There are several steps followed for preprocessing the data.

  1. First, the dataset is completed. If the dataframe extracted from MIO is incomplete, i.e., contains only rows with non-zero sales and no rows with 0 sales, thus having a lot of missing dates, the missing rows are added to the dataframe for each brand.

    All dates from a certain starting point (usually 2018-01-01) to the end of desired forecasting period (usually 2025-02-01) are added.

    import pandas as pd

    all_dates = pd.date_range(start="2018-01-01", end="2025-02-01", freq="D")
    all_brand_names = df["brand"].unique()

    all_combinations = pd.DataFrame(
    [(date, brand)
    for date in all_dates
    for brand in all_brand_names],
    columns=["date", "brand"]
    )

    df = pd.merge(all_combinations, df, on=["date", "brand"], how='left')
    df.fillna(0, inplace=True)
    df = df[df["brand"] != 0]

    Missing values (for quantity delivered) are filled with 0 and if any brand is originally NaN and has been filled with 0 too, it is removed.

  2. Next, the data is aggregated to monthly.

    df["date"] = df["date"].dt.to_period("M").dt.to_timestamp()
    df = df.groupby(["brand", "date"])["quantity_delivered"].sum().reset_index()

    product_values = df[(df["date"] >= "2023-01-01") & (df["date"] <= "2023-12-01")].groupby("brand")["quantity_delivered"].sum()
    discontinued_products = product_values.loc[product_values.values < 1]
    df = df[~df["brand"].isin(discontinued_products.index)]
    df.reset_index(drop=True, inplace=True)

    Furthermore, brands which have been discontinued in the region (no sales in 2023) are removed.

  3. Weather data is merged with the dataframe optionally.

    weather_df["date"] = pd.to_datetime(weather_df["date"])
    weather_df["date"] = weather_df["date"].dt.to_period("M").dt.to_timestamp()
    weather_df = weather_df.groupby(["date"]).mean().reset_index()
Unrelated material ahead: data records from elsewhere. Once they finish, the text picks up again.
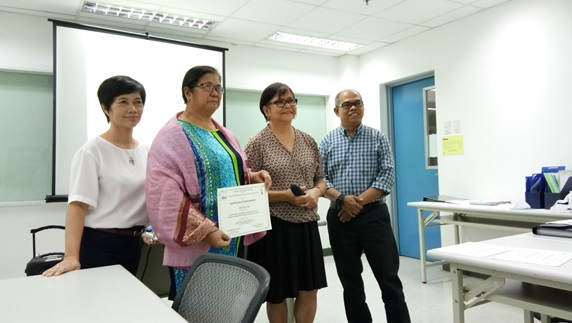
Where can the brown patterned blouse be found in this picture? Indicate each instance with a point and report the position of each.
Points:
(302, 166)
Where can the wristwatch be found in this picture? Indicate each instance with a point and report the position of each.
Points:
(340, 200)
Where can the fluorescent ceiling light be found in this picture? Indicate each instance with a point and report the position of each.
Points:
(152, 16)
(314, 41)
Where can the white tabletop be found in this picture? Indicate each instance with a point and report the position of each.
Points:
(105, 294)
(559, 274)
(534, 215)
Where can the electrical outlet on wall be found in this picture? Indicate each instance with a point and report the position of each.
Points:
(447, 127)
(457, 126)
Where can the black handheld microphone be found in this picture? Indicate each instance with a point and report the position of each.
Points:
(296, 190)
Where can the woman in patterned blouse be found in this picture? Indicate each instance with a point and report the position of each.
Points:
(291, 251)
    weather_df_date_max = weather_df["date"].max()
    previous_year_start = (weather_df_date_max - relativedelta(years=1)).strftime('%Y-%m-%d')
    previous_year_end = (datetime.strptime("2025-02-01", '%Y-%m-%d') - relativedelta(years=1)).strftime('%Y-%m-%d')

    weather_df_features = list(weather_df.columns)
    weather_df_features.remove("date")

    df = pd.merge(df, weather_df, on="date", how='left')

    while df[df["date"] > weather_df_date_max][weather_df_features].isna().sum().sum() > 0:
    df.loc[df["date"] > weather_df_date_max, weather_df_features] = df.loc[(df["date"] > previous_year_start) & (df["date"] <= previous_year_end), weather_df_features].values

    df.fillna(0, inplace=True)

    The weather data for future time periods is filled with weather data of the previous year.